So, now we've compiled both our source files, and have two object files,
which for sake of argument we'll say are "stuff.o" and "main.o". The
next step is to combine these together into a program that someone could
actually run. That is where the linker comes in. When we use the
linker, we give it ALL the object files at the same time, rather than
one at a time. So, here is a (highly simplified) dramatization of what
happens in the linker:
1. I know that programs need to start at a function called "main", so I
need to find that.
2. Here it is, in "main.o". So, I'll copy this compiled code into the
executable I'm creating.
3. But wait! This function called "main" needs to call some function
called "f", so I need to find that.
4. Here it is, in "stuff.o". So, I'll copy this compiled code for "f"
into the executable, and replace the marker in "main" with the actual
location of "f".
5. "main" needs another function called "g", so I need to find that.
6. Here it is, in "stuff.o". So, I'll copy this compiled code for "g"
into the executable, and replace the marker in "main" with the actual
location of "g".
7. It doesn't look like anything else is needed, so I'll write out this
executable in the proper format for this operating system.
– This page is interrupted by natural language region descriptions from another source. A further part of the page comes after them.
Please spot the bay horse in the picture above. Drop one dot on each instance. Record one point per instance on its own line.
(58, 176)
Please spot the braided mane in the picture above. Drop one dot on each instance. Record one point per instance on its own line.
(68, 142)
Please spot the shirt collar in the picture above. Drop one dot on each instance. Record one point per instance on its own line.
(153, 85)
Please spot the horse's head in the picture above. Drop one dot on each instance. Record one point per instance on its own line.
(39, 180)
At this point, we have a real, working executable (which, admittedly,
doesn't do very much). There are a couple of other things that are
worth mentioning, that may often confuse people.
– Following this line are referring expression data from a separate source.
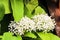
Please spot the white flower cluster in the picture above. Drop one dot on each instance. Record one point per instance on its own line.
(24, 25)
(38, 22)
(44, 22)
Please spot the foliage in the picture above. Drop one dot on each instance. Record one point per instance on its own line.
(20, 8)
(9, 36)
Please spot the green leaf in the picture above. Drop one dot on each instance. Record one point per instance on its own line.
(9, 36)
(30, 6)
(44, 36)
(19, 37)
(18, 9)
(2, 11)
(53, 37)
(30, 34)
(6, 5)
(39, 10)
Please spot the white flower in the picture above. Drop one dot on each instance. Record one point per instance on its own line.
(24, 25)
(27, 24)
(44, 22)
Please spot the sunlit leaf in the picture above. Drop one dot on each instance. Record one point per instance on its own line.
(18, 9)
(30, 34)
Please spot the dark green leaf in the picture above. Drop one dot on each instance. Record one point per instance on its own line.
(18, 9)
(39, 10)
(6, 5)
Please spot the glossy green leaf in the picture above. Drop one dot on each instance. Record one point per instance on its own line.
(6, 5)
(18, 9)
(19, 37)
(30, 34)
(2, 11)
(9, 36)
(30, 6)
(44, 36)
(39, 10)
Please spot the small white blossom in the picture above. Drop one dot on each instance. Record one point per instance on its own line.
(44, 22)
First, many object files are often stuffed together into one large file
that we call a library. It is quite likely that whatever compiler you
are using has the code for its C++ library functions stored like this.
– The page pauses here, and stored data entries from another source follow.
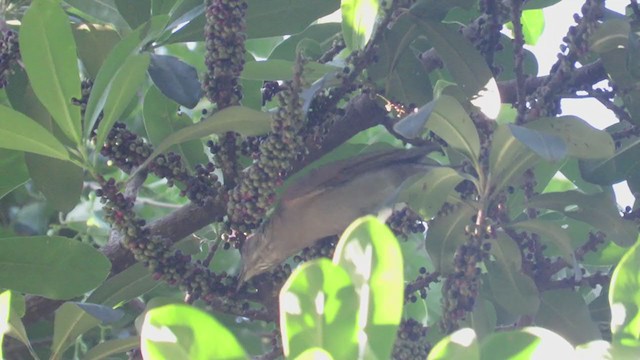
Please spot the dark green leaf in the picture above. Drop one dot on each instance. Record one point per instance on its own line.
(624, 300)
(565, 312)
(196, 334)
(371, 255)
(466, 65)
(462, 344)
(128, 46)
(332, 326)
(431, 191)
(101, 10)
(447, 119)
(121, 90)
(611, 34)
(20, 132)
(398, 70)
(59, 181)
(41, 265)
(286, 50)
(14, 171)
(555, 237)
(135, 12)
(617, 167)
(599, 210)
(69, 323)
(358, 21)
(508, 159)
(548, 146)
(111, 347)
(49, 55)
(243, 120)
(582, 140)
(445, 234)
(94, 44)
(176, 79)
(105, 314)
(161, 119)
Second, many compilers will, by default, automatically call the linker
after they are finished compiling, and in some cases may not bother to
actually write out the object files to disk. For example, consider
compiling this with g++ in the following manner:
$ g++ main.cpp stuff.cpp
Now, looking in the directory, we see:
$ ls
a.out main.cpp stuff.cpp stuff.h
If you are not familiar with g++, a.out is the name given to executables
if you do not explicitly tell it a name. But, as you can see, no object
files were created. At least, they weren't saved on the disk. You can
be pretty sure that g++ went through the process of creating them in
memory (or temporary files), and then invoked the linker to combine
them. Consider an alternative approach, in which we explicitly tell g++
to only compile (but not invoke the linker) :
$ g++ main.cpp
$ g++ stuff.cpp
Now, let g++ invoke the linker on the object files:
$ g++ main.o stuff.cpp
$ ls
a.out main.cpp main.o stuff.cpp stuff.h stuff.o
The executable got created just the same. So what is the advantage of
doing it this way? With large projects, compilation can take a long
time. So if we are careful (and there are tools to help) we can get
away with only recompiling the source files that we change, and then
just relink everything together. Look up 'Makefile' or 'make' for more
information.
I hope this helps,
Alan